Dès les années 1950, se développent en périphérie des villes, de nouveaux quartiers qui nécessitent alors la construction de lieux de culte. C’est dans ce contexte des Trente Glorieuses que trois églises, à Clermont-Ferrand, Nîmes et Valence offrent des espaces intérieurs dont on ne peut être que frappé par la similitude. Si leur puissante architecture inscrite dans le mouvement moderne s’impose, les parois alliant béton, lumière pointilliste et colorée sont leur signature.
A la limite du vitrail, le verre se libère ici du plomb traditionnel ou du sertissage en béton et se soumet à l’architecture pour, avec les éléments en béton, devenir voiles.
Se pose alors la question des liens entre ces églises et entre leurs architectes.
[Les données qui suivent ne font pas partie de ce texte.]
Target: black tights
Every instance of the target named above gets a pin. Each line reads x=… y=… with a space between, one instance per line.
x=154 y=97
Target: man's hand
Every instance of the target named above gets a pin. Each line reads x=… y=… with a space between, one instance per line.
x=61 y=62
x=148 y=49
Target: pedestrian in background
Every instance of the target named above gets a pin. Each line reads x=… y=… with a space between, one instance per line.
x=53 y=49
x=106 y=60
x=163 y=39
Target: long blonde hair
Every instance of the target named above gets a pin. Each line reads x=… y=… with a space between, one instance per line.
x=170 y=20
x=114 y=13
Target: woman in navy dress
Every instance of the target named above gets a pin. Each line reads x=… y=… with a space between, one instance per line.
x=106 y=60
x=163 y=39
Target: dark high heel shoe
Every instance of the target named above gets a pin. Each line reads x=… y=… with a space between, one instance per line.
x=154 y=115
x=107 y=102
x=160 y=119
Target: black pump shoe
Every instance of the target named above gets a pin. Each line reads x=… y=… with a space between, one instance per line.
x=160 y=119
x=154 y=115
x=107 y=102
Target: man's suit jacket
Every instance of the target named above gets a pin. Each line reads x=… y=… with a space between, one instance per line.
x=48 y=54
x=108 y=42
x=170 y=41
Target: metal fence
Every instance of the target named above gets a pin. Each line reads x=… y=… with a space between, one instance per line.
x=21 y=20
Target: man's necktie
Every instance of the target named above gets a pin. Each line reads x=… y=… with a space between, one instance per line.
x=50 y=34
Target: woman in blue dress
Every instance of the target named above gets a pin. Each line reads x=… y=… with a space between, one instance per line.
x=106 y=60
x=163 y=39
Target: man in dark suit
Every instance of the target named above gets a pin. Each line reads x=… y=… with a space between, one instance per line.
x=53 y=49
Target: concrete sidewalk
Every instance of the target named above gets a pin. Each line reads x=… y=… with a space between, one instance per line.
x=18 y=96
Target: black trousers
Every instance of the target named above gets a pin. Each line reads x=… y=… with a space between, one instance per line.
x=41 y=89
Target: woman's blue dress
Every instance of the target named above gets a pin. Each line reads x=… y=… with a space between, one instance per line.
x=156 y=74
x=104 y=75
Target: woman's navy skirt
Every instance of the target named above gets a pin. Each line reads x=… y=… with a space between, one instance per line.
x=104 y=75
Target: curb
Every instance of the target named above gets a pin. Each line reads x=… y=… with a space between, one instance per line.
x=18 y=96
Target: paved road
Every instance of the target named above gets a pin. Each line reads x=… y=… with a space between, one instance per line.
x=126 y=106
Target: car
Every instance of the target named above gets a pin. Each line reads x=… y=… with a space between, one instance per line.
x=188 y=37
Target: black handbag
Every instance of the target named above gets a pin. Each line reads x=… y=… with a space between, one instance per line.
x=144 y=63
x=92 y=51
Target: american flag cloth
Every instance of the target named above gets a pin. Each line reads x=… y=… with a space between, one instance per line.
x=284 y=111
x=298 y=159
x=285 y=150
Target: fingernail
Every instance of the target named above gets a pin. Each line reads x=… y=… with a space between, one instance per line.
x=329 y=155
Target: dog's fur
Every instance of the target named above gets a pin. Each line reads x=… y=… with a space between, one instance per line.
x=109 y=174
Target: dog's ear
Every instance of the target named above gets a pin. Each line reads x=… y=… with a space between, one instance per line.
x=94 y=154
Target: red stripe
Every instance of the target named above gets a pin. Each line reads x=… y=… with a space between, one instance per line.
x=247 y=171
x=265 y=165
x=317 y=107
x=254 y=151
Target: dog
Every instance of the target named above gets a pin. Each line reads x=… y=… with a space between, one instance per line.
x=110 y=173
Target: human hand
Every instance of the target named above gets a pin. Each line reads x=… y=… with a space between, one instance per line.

Cet article fait suite à celui paru en novembre 2025 sur l’église Sainte-Labouré à Valence dans la revue Qui+est. Après la Seconde Guerre mondiale, la « reconstruction » de l’église catholique qui souhaite revenir aux fondements de la chrétienté, a favorisé des nefs unitaires rapprochant les fidèles de l’autel, avec des plans simples, circulaires ou en ellipse, des espaces dénués d’ornement, principes présents dans ces trois églises.
Quelques années après la construction en 1956 de l’église Sainte-Catherine Labouré à Valence, œuvre de l’architecte Michel Joulie (1915-2014), sont édifiées les églises Saint-Jean-Marie-Vianney à Clermont-Ferrand en 1962 et Saint-Dominique en 1964 à Nîmes (inscrite à l’Inventaire Supplémentaire des Monuments Historiques en 2002). Ces deux dernières sont l’œuvre de l’architecte nîmois Joseph Massota (1925-1989), qui fut assistant de l’architecte Albéric Aubert (1895-1971) pour celle de Clermont-Ferrand.

L’église Saint-Jean-Marie-Vianney à Clermont-Ferrand

Église Saint-Jean-Marie-Vianney à Clermont-Ferrand (détail) © Christel Carrion

L’église Saint-Jean-Marie-Vianney est construite entre 1961 et 1962 dans le quartier de Vallières alors en pleine expansion. Le projet est confié à Albéric Aubert (*)​​​, assisté de l’architecte Joseph Massota. Ils conçoivent en fonction d’un budget serré, « une église très dépouillée et simple, à l’image de Jean-Marie Vianney, le Saint Curé d’Ars, à qui elle est dédiée. »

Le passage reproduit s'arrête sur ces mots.